In today’s economic environment, it is becoming more common for buyers to request that sellers pay all or a portion of their closing costs and discount points, typically 3% of the sale price, to help them obtain a home mortgage.
What are points?
Discount points are a fee paid to a lender to help a buyer get a real estate loan.
How are they figured?
One discount point is 1% of the amount financed, NOT the sale price of the property. For example, three points on a $60,000 loan would be 3% x $60,000 or $1,800.
Why are they necessary?
Sometimes, a buyer may not qualify for a loan because the interest rate is too high for their income level. Points paid to a lender usually reduce the interest rate, making the loan more affordable, which opens up the market to more potential buyers for a property.
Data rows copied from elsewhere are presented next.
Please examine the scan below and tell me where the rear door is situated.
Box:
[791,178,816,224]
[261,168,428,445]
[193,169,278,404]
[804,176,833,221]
Also, many buyers have limited funds available, not enough to cover all of the typical buyers closing costs.
Who pays the points?
Discount points are negotiable, and may be paid by either party, except that certain government sponsored loans for low to moderate income buyers require the Seller to pay points. Sometimes, the sale price may be increased to cover the cost of the points, or other buyer closing costs, but the property must then meet appraisal requirements. Consult your sales professional for advice when negotiating discount points and closing costs.
Seller paid buyer closing costs are designed to make it easier for purchasers to get home financing. It can be advantageous for sellers to pay a reasonable amount of concessions, thereby opening up the market to more prospective buyers, and increase the chances of a quicker sale at a fair price.